Democratic presidential hopeful Julian Castro clashed with a CNN panel over his proposal to decriminalize illegal border crossings, arguing decriminalizing the border is necessary for ending the family separation and child detainment policy.
"Less than a third of Democrats support what you're talking about. You just said before it's not that popular. It's really unpopular," Gloria Berger, a CNN political analyst, said. She then asked the former secretary of Housing and Urban Development how he would respond to the charge that he wants open borders.
"We'll maintain border security, there are still consequences for coming across the border. We have 654 miles of fencing, we have planes, we have boats, we have guns, we have thousands of personnel at the border, that's a right-wing talking point," Castro responded. He then pivoted to criticizing the family separation policy and said that the detainment of children at the border was more disqualifying than calling for decriminalizing illegal border crossings.
"You said it's a right-wing, Republican talking point. But it's also Jeh Johnson's talking point. The DHS secretary wrote a piece in the Washington Post where he said your plan to decriminalize immigrants crossing the border illegally, he said it was essentially open borders," Nia-Malika Henderson, a CNN senior political reporter pointed out.

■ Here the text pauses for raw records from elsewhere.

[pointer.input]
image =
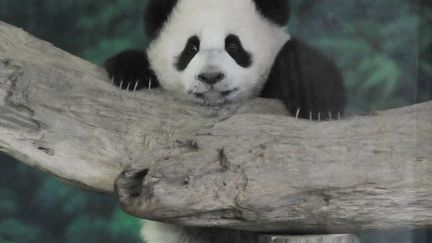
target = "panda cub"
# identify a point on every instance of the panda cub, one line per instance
(219, 51)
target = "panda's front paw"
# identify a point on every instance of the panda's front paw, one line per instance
(131, 70)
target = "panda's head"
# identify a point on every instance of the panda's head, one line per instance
(215, 51)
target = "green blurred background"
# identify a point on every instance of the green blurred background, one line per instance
(383, 47)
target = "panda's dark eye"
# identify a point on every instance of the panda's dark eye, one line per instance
(193, 49)
(235, 49)
(189, 52)
(232, 48)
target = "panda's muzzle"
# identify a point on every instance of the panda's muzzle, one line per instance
(211, 77)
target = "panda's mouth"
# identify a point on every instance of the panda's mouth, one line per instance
(213, 97)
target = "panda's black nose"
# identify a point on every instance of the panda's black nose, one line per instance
(211, 78)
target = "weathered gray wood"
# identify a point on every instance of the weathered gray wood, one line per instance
(230, 166)
(58, 113)
(309, 239)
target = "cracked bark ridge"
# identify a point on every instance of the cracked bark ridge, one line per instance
(263, 174)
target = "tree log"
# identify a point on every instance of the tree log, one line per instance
(245, 166)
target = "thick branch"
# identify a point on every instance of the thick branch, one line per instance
(58, 113)
(230, 166)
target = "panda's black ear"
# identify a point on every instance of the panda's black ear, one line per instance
(156, 14)
(275, 10)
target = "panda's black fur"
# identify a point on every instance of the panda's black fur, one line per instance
(308, 83)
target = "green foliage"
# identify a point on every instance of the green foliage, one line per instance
(377, 49)
(37, 208)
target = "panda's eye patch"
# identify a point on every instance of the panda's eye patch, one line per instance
(232, 48)
(188, 53)
(235, 49)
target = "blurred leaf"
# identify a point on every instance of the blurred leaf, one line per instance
(15, 231)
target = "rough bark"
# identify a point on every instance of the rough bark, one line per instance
(234, 166)
(309, 239)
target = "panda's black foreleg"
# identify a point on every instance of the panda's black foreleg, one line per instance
(131, 70)
(307, 82)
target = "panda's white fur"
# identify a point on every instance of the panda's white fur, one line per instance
(212, 21)
(155, 232)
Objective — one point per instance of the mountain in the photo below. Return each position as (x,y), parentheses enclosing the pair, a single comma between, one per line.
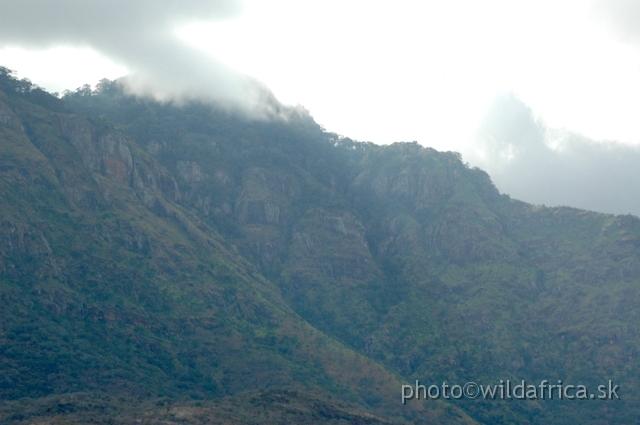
(182,262)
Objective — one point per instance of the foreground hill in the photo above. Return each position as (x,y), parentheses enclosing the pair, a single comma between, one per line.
(157,252)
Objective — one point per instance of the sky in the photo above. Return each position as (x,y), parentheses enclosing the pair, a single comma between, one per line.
(543,95)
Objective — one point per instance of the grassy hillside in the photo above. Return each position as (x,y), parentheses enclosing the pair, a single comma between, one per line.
(198,259)
(117,300)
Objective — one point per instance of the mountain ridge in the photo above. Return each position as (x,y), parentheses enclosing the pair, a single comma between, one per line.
(403,260)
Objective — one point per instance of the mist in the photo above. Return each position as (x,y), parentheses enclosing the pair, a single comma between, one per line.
(535,163)
(141,36)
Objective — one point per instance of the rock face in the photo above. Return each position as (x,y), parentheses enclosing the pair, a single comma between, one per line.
(400,252)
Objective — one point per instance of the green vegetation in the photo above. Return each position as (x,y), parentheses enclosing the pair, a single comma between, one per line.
(168,262)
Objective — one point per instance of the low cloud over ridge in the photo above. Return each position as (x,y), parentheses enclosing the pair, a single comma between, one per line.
(542,165)
(141,36)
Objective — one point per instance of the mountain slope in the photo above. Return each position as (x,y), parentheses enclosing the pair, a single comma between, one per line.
(225,257)
(109,287)
(408,255)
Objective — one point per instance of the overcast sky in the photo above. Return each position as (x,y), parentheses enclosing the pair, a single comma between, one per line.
(544,95)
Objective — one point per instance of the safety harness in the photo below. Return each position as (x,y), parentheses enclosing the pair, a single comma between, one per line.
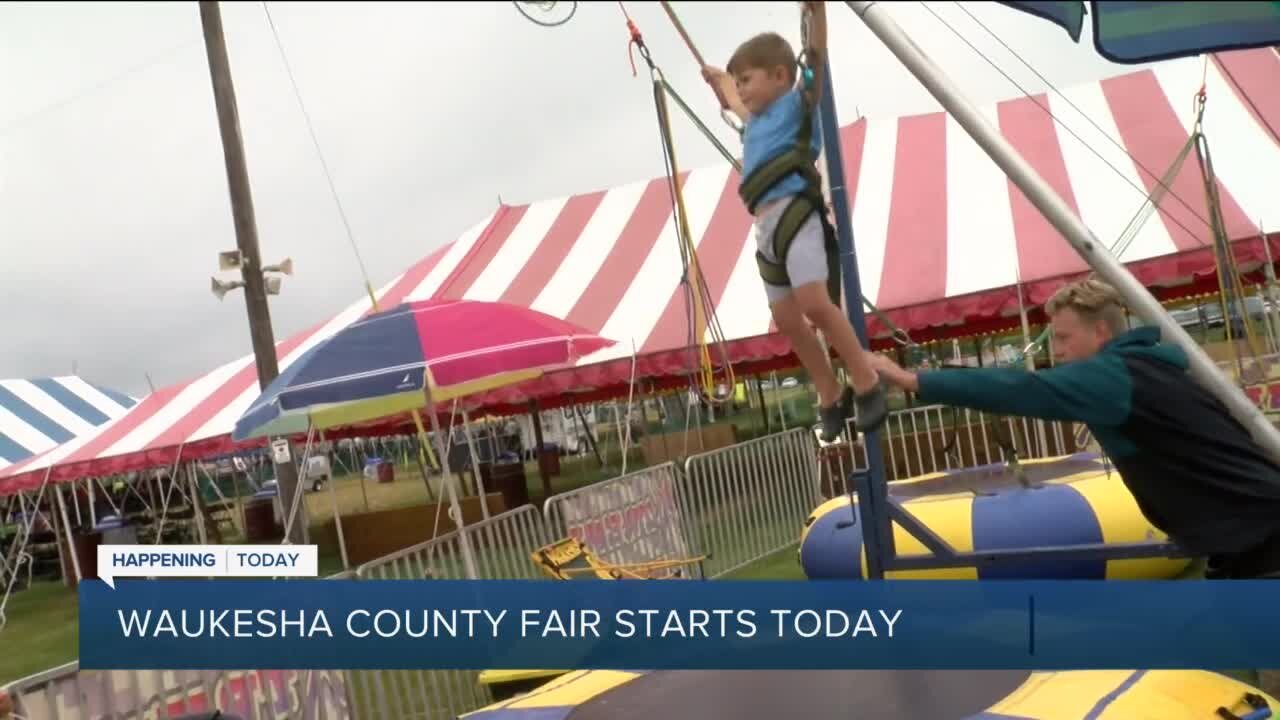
(795,160)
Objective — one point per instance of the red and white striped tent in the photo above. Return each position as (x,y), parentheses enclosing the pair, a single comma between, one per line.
(944,242)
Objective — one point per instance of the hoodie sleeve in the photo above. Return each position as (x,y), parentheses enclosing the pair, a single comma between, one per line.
(1096,391)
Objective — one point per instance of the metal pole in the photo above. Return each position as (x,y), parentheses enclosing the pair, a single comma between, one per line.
(1060,215)
(853,294)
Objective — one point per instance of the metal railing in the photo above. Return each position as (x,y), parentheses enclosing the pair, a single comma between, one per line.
(748,501)
(502,547)
(630,519)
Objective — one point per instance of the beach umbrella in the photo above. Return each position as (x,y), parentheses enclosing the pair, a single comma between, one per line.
(410,358)
(1147,32)
(407,360)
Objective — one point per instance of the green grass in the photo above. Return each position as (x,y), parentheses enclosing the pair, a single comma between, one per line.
(42,630)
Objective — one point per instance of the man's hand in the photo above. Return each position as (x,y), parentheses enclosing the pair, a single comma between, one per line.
(726,90)
(894,374)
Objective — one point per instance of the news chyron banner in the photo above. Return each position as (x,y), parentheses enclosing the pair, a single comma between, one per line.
(209,620)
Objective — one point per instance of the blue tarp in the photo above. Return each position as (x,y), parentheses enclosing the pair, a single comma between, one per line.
(1147,32)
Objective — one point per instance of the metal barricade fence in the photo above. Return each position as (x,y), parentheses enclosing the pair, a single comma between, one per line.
(69,693)
(748,501)
(630,519)
(502,547)
(935,438)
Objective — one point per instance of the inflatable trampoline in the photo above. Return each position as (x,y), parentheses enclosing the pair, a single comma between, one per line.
(886,695)
(1072,500)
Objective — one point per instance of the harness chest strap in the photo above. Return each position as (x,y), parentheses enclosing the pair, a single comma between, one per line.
(796,213)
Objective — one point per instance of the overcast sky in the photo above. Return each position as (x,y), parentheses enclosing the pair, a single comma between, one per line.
(113,191)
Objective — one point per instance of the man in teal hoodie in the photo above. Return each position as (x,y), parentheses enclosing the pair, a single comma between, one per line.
(1196,473)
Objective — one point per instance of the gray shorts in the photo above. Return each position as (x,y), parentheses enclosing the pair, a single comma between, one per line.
(807,260)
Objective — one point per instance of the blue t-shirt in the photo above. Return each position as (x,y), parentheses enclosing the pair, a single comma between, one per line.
(773,132)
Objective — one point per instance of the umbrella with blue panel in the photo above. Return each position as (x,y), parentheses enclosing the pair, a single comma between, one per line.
(407,360)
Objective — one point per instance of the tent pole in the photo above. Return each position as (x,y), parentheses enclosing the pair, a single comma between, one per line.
(1063,219)
(449,481)
(475,464)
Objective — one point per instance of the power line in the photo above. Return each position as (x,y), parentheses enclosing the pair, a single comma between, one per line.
(103,85)
(1064,126)
(315,141)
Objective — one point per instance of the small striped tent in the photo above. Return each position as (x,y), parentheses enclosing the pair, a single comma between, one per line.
(42,413)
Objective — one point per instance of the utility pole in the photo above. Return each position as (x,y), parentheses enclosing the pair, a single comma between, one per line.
(246,233)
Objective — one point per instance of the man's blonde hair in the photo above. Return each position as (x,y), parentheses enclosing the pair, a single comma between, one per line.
(764,51)
(1092,300)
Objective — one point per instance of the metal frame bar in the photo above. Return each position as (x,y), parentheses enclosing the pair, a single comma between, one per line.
(878,511)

Castro doubled down on his "right-wing talking point" argument.
"I respect Secretary Johnson and it's unfortunate that he's basically adopting that right-wing talking point," Castro said. He also argued that Johnson wants to protect his own legacy as DHS secretary. "I think that a lot of folks who have looked at this, who understand immigration law, say that it would make more sense to get rid of this law because we still have consequences, it's still illegal to cross the border."

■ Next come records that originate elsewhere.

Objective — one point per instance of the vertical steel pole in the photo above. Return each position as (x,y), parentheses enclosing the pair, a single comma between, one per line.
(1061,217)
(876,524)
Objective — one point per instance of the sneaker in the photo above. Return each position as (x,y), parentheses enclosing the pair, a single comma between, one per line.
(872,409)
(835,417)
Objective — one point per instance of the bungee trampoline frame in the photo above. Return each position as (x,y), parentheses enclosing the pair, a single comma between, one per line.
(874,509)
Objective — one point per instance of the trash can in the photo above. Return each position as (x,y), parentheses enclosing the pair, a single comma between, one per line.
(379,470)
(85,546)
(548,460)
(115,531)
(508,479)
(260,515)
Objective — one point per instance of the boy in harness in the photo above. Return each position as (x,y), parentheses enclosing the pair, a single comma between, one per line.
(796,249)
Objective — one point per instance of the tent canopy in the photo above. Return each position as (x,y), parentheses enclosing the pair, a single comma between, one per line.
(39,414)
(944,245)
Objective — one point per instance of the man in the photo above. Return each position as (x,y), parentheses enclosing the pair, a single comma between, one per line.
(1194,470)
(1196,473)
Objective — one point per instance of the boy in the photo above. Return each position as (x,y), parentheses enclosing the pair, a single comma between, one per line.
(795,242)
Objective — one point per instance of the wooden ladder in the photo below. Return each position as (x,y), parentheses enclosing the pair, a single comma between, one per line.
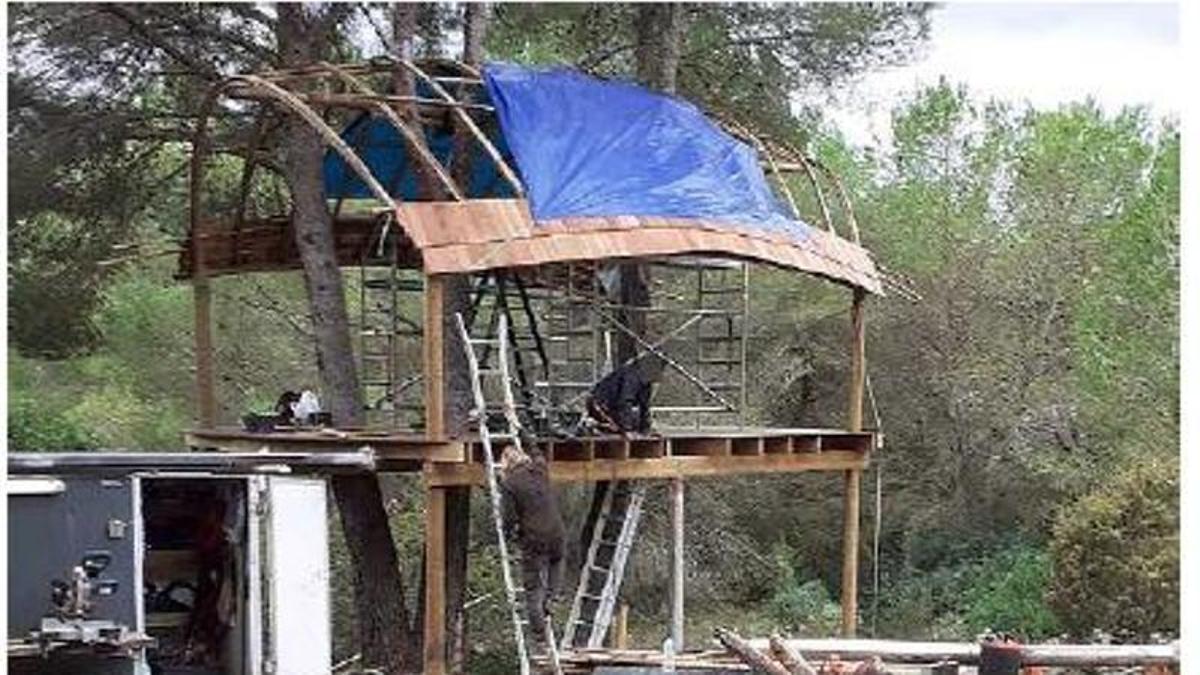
(612,538)
(513,435)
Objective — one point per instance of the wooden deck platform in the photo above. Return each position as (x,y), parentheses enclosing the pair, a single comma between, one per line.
(675,453)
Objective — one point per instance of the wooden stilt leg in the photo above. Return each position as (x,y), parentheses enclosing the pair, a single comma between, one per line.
(850,554)
(677,563)
(457,514)
(205,390)
(855,476)
(435,581)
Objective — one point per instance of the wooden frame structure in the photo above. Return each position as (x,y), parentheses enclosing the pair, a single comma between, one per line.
(463,236)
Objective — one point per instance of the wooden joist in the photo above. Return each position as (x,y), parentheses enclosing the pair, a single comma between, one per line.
(661,467)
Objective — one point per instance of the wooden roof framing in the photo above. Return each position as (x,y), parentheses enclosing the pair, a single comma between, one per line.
(468,234)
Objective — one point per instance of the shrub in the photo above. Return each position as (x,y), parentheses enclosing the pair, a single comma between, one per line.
(803,608)
(34,426)
(1116,555)
(1011,596)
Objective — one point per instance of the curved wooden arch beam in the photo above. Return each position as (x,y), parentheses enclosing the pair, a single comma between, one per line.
(774,167)
(501,165)
(415,143)
(807,165)
(843,196)
(307,114)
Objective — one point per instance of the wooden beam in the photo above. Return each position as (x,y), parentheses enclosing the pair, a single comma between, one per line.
(621,628)
(853,477)
(600,470)
(677,565)
(435,581)
(205,378)
(391,449)
(432,341)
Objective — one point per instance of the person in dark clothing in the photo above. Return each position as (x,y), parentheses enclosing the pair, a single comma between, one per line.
(621,401)
(532,518)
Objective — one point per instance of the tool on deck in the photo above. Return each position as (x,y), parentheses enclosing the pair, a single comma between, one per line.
(513,435)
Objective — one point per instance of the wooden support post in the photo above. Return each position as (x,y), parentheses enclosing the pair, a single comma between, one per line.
(435,581)
(457,536)
(205,390)
(677,565)
(432,341)
(853,477)
(621,628)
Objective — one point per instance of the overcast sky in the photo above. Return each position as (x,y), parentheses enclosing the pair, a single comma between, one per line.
(1045,53)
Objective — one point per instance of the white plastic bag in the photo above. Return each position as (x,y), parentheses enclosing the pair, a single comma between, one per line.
(305,406)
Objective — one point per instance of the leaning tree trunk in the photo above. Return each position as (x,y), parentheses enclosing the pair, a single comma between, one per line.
(660,30)
(456,298)
(381,610)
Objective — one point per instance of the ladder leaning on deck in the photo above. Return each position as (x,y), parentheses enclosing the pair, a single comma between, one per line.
(612,538)
(513,435)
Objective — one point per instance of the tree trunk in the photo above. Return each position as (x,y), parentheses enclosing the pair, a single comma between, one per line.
(384,637)
(660,30)
(456,300)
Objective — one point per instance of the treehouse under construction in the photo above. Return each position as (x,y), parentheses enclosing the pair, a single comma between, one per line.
(550,191)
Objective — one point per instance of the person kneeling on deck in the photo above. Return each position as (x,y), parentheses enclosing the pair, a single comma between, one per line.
(621,401)
(532,518)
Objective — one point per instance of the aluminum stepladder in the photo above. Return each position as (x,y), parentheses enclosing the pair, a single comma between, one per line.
(501,344)
(612,539)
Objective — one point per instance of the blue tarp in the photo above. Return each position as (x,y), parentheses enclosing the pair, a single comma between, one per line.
(385,154)
(587,147)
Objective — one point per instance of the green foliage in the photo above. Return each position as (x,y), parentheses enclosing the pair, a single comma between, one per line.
(1011,596)
(39,422)
(1116,555)
(743,59)
(802,608)
(999,591)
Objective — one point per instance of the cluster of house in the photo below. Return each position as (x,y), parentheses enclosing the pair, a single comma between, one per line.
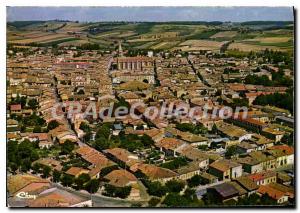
(260,163)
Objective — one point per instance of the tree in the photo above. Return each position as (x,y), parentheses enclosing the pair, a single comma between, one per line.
(210,199)
(153,202)
(36,167)
(56,176)
(52,125)
(67,147)
(67,180)
(81,180)
(101,143)
(25,165)
(33,103)
(288,139)
(113,191)
(155,188)
(230,151)
(92,186)
(37,129)
(147,140)
(266,200)
(196,180)
(46,171)
(214,129)
(175,200)
(175,186)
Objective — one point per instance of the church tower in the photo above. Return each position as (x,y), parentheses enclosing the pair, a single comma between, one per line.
(120,50)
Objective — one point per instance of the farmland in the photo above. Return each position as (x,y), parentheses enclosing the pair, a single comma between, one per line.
(185,36)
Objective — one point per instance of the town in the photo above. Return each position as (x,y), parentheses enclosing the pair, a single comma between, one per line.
(75,159)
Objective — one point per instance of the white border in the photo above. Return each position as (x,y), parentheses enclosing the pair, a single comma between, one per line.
(115,3)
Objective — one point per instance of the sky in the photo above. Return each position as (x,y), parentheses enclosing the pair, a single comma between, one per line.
(155,14)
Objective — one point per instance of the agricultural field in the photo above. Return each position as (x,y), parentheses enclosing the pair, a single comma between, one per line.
(250,47)
(196,45)
(186,36)
(224,34)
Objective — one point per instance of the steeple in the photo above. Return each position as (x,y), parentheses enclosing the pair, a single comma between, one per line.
(120,51)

"It's against the law, but it's a civil fine or a civil penalty. What happens when somebody is intercepted?" host Anderson Cooper asked. Castro responded that immigrants would still have to show up in court for the civil penalty and could be arrested for a crime if they fail to do so.
He continued to argue that decriminalization is necessary to prevent family separation at the border.
"Could you pass a law that just better protects those kids without decriminalizing the border. Is that possible or not possible?" commentator Van Jones asked.
"I think that as long as that law is still there, you're going to have a tool that a future administration needs to do exactly what Donald Trump did," Castro responded.